I am just getting started with Cython and would appreciate some pointers as to how to approach this process. I have identified a speed bottleneck in my code and would like to optimize the performance of a specific operation.
I have a pandas DataFrame trades that looks like this:
Codes Price Size
Time
2015-02-24 15:30:01-05:00 R6,IS 11.6100 100
2015-02-24 15:30:01-05:00 R6,IS 11.6100 100
2015-02-24 15:30:01-05:00 R6,IS 11.6100 100
2015-02-24 15:30:01-05:00 11.6100 375
2015-02-24 15:30:01-05:00 R6,IS 11.6100 100
... ... ... ...
2015-02-24 15:59:55-05:00 R6,IS 11.5850 100
2015-02-24 15:59:55-05:00 R6,IS 11.5800 200
2015-02-24 15:59:55-05:00 T 11.5850 100
2015-02-24 15:59:56-05:00 R6,IS 11.5800 175
2015-02-24 15:59:56-05:00 R6,IS 11.5800 225
[5187 rows x 3 columns]
I have a numpy array called codes:
array(['4', 'AP', 'CM', 'BP', 'FA', 'FI', 'NC', 'ND', 'NI', 'NO', 'PT',
'PV', 'PX', 'SD', 'WO'],
dtype='|S2')
I need to filter trades such that if any of the values in codes is included in trades['Codes'] that row is excluded.

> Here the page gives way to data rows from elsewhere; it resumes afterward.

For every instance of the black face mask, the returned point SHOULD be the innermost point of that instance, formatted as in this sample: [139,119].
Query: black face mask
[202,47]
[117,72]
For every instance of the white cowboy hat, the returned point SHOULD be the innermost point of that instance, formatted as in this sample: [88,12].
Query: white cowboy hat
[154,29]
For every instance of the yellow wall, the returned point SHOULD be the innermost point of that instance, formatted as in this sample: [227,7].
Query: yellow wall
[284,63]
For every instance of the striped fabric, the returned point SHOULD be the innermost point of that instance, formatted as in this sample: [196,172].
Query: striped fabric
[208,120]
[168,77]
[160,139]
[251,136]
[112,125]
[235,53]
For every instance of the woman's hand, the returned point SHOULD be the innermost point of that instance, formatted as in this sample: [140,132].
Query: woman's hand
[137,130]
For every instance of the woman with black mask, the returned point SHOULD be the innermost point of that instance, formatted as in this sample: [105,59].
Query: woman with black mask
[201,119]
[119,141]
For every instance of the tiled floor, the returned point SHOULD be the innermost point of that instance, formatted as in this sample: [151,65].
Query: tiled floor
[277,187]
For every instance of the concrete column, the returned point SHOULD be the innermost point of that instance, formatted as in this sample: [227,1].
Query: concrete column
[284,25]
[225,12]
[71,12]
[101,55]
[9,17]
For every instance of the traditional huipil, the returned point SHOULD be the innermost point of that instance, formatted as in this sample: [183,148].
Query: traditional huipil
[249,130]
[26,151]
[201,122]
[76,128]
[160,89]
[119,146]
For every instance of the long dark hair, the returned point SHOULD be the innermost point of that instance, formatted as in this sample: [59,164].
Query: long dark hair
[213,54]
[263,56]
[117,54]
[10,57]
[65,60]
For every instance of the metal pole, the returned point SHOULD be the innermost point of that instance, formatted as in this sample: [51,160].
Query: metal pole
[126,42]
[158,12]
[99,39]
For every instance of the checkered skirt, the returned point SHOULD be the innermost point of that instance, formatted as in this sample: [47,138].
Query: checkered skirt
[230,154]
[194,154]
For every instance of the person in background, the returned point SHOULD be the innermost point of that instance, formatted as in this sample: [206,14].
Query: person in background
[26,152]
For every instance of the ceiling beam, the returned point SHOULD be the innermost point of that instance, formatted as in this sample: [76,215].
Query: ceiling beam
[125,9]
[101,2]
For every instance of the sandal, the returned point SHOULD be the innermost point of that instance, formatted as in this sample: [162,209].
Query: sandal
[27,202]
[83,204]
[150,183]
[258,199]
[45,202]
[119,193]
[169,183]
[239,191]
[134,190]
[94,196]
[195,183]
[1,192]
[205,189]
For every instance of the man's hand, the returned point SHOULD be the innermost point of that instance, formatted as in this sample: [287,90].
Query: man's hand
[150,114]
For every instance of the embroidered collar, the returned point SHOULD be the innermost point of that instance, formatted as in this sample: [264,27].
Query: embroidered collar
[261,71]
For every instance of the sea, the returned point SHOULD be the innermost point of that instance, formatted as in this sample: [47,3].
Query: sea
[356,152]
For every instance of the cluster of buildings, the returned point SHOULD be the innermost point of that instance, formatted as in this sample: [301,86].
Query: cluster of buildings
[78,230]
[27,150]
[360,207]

Currently I am doing this:
ix = trades.Codes.str.split(',').apply(lambda cs: not any(c in excludes for c in cs))
trades = trades[ix]
However, this is too slow and I need to make it faster. I want to use cython (as described here or maybe numba, it seems like cython is the better option.
I basically need a function like this:
def isinCodes(codes_array1, codes_array2):
for x in codes_array1:
for y in codes_array2:
if x == y: return True
return False
What types do I need to use when cythonizing?